The idea is to compare not the results of actions, but the results of decision algorithms. The question that the agent should ask itself is thus:
"Suppose everyone1 who runs the same thinking procedure like me uses decision algorithm X. What utility would I get at the 50th percentile (not: what expected utility should I get), after my life is finished?"
Then, he should of course look for the X that maximizes this value.
Now, if you formulate a turing-complete "decision algorithm", this heads into an infinite loop. But suppose that "decision algorithm" is defined as a huge table for lots of different possible situations, and the appropriate outputs.
Let's see what results such a thing should give:
- If the agent has the possibility to play a gamble, and the probabilities involved are not small, and he expects to be allowed to play many gambles like this in the future, he should decide exactly as if he was maximizing expected utility: If he has made many decisions like this, he will get a positive utility difference in the 50th percentile if and only if his expected utility from playing the gamble is positive.
- However, if Pascal's mugger comes along, he will decline: The complete probability of living in a universe where people like this mugger ought to be taken seriously is small. In the probability distribution over expected utility at the end of the agent's lifetime, the possibility of getting tortured will manifest itself only very slightly at the 50th percentile - much less than the possibility of losing 5 Dollars.
The reason why humans will intuitively decline to give money to the mugger might be similar: They imagine not the expected utility with both decisions, but the typical outcome of giving the mugger some money, versus declining to.

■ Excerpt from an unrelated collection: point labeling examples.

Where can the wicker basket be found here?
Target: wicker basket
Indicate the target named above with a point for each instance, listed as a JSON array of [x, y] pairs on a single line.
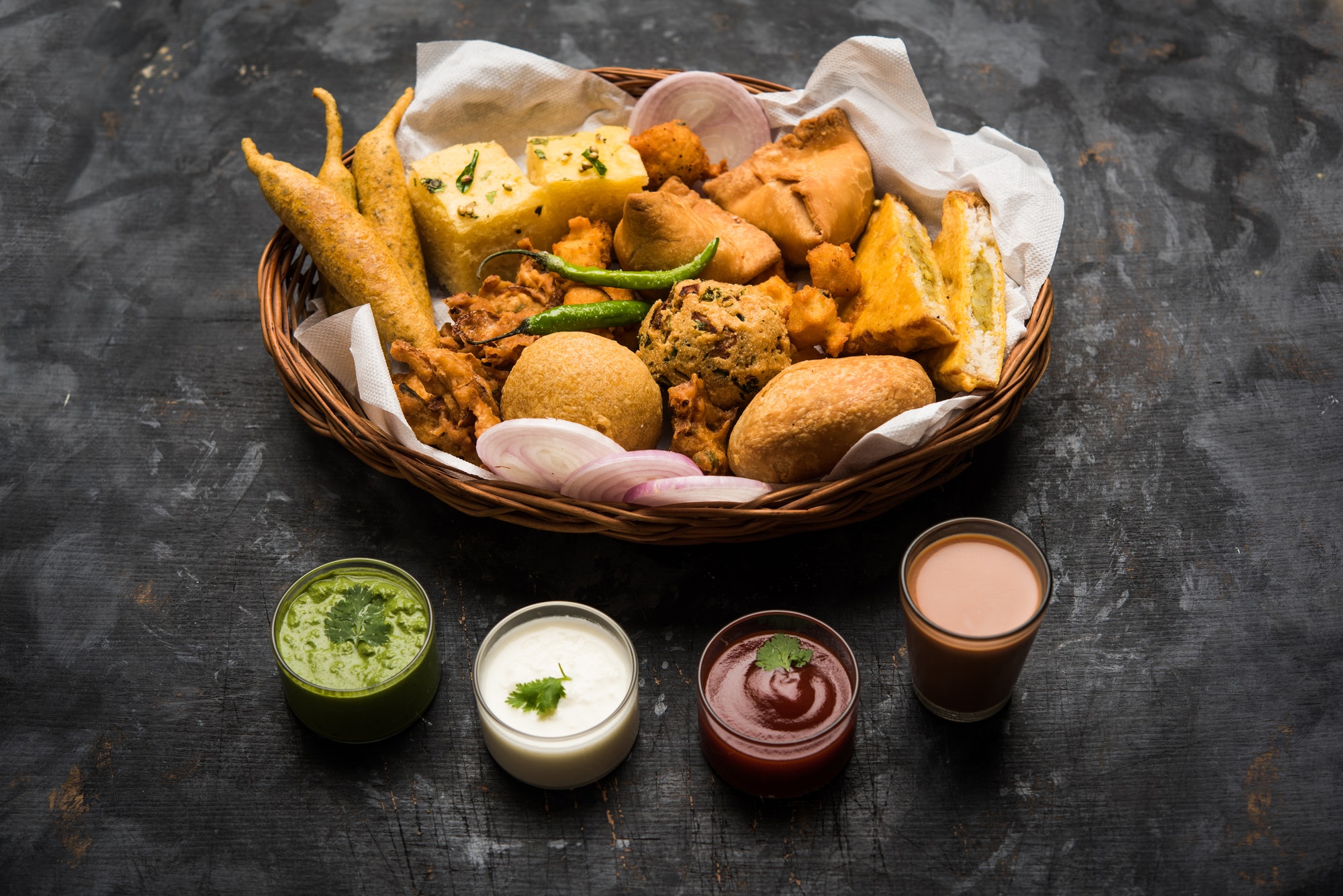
[[287, 279]]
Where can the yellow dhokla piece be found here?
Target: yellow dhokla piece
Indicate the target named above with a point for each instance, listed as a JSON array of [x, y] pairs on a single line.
[[460, 228], [585, 175], [977, 291], [902, 306]]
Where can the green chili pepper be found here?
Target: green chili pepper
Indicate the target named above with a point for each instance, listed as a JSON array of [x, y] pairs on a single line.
[[464, 180], [622, 279], [578, 317]]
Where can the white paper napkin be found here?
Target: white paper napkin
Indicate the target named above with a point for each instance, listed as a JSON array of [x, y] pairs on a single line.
[[477, 90]]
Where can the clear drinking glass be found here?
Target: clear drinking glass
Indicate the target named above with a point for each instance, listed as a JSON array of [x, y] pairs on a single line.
[[960, 677]]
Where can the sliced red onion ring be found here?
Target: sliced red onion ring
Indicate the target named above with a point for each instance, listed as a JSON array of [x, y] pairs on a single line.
[[612, 478], [542, 452], [696, 490], [726, 118]]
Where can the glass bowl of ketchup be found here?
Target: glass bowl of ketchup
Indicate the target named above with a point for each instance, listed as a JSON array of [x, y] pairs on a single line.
[[773, 730]]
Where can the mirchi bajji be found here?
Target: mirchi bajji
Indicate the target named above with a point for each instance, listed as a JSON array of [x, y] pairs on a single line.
[[383, 197], [346, 248]]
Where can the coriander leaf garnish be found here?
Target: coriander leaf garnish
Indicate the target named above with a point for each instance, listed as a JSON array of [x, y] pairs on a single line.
[[782, 652], [539, 697], [359, 616], [590, 153], [464, 180]]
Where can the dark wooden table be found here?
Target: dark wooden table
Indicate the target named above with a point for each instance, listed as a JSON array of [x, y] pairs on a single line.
[[1177, 728]]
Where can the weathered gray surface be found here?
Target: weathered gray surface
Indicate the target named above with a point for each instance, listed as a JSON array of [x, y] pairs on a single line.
[[1177, 728]]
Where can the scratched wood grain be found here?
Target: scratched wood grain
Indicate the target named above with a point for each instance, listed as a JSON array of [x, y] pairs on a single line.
[[1177, 729]]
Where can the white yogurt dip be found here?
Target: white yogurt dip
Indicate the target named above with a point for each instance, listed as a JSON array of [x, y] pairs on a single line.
[[593, 728]]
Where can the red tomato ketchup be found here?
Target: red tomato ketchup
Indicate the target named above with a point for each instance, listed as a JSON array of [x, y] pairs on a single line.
[[778, 732]]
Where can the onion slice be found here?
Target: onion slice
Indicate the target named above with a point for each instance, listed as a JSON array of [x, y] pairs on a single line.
[[610, 478], [726, 118], [542, 452], [696, 490]]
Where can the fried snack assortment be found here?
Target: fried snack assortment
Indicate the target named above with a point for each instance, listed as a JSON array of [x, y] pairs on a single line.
[[833, 270], [763, 377], [335, 175], [592, 381]]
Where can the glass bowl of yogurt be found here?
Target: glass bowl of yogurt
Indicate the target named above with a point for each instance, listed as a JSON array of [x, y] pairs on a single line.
[[527, 660], [357, 651]]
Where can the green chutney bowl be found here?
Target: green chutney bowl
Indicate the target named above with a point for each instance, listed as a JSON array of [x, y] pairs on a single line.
[[370, 711]]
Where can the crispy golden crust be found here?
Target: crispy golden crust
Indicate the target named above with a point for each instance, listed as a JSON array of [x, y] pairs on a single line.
[[977, 297], [672, 149], [588, 243], [383, 199], [590, 381], [815, 412], [811, 187], [456, 375], [434, 419], [668, 228], [731, 336], [900, 305], [833, 270], [815, 321], [334, 172], [700, 430], [347, 250]]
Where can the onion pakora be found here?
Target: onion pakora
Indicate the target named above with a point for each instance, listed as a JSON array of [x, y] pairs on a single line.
[[452, 376], [700, 430], [672, 149], [833, 270]]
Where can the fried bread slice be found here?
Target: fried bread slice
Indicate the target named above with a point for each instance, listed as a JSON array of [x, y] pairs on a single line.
[[977, 297], [900, 306]]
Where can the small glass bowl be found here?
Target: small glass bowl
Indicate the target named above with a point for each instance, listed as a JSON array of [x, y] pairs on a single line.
[[361, 715], [778, 768], [573, 760]]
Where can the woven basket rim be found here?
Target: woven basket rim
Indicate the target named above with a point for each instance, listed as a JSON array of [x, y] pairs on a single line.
[[287, 279]]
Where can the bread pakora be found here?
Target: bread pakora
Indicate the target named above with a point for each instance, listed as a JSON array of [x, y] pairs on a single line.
[[815, 412], [811, 187], [700, 430], [672, 149], [977, 297], [833, 270], [731, 336], [900, 306], [668, 228]]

1I say this to make agents of the same type cooperate in prisoner-like dilemmas.
Yes, if we have large populations of "all-in bettors" and Kelly bettors, then as the number of bets increase the all-in bettors lead in total wealth increases exponentially, while the probability of an all-in bettor being ahead of a Kelly bettor falls exponentially. And as you go to infinity the wealth multiplier of the all-in bettors goes to infinity, while the probability of an all-in bettor leading a Kelly bettor goes to zero. And that was the originally cited reasoning.
Now, one might be confused by the "beats any other constant bankroll allocation (but see the bottom paragraph) with probability 1" and think that it implies "bettors with this strategy will make more money on average than those using other strategies," as it would in a finite case if every bettor using one strategy did better than any bettor using any other strategy.
But absent that confusion, why favor probability of being ahead over wealth unless one has an appropriate utility function? One route is log utility (for which Kelly is optimal), and I argued against it as psychologically unrealistic, but I agree there are others. Bounded utility functions would also prefer the Kelly outcome to the all-in outcome in the infinite limit, and are more plausible than log utility.
Also, consider strategies that don't allocate a constant proportion in every bet, e.g. first do an all-in bet, then switch to Kelly. If the first bet has a 60% chance of tripling wealth and a 40% chance of losing everything, then the average, total, and median wealth of these mixed-strategy bettors will beat the Kelly bettors for any number of bets in a big population. These don't necessarily come to mind when people hear loose descriptions of Kelly.
Sure, I don't see anything here to disagree with.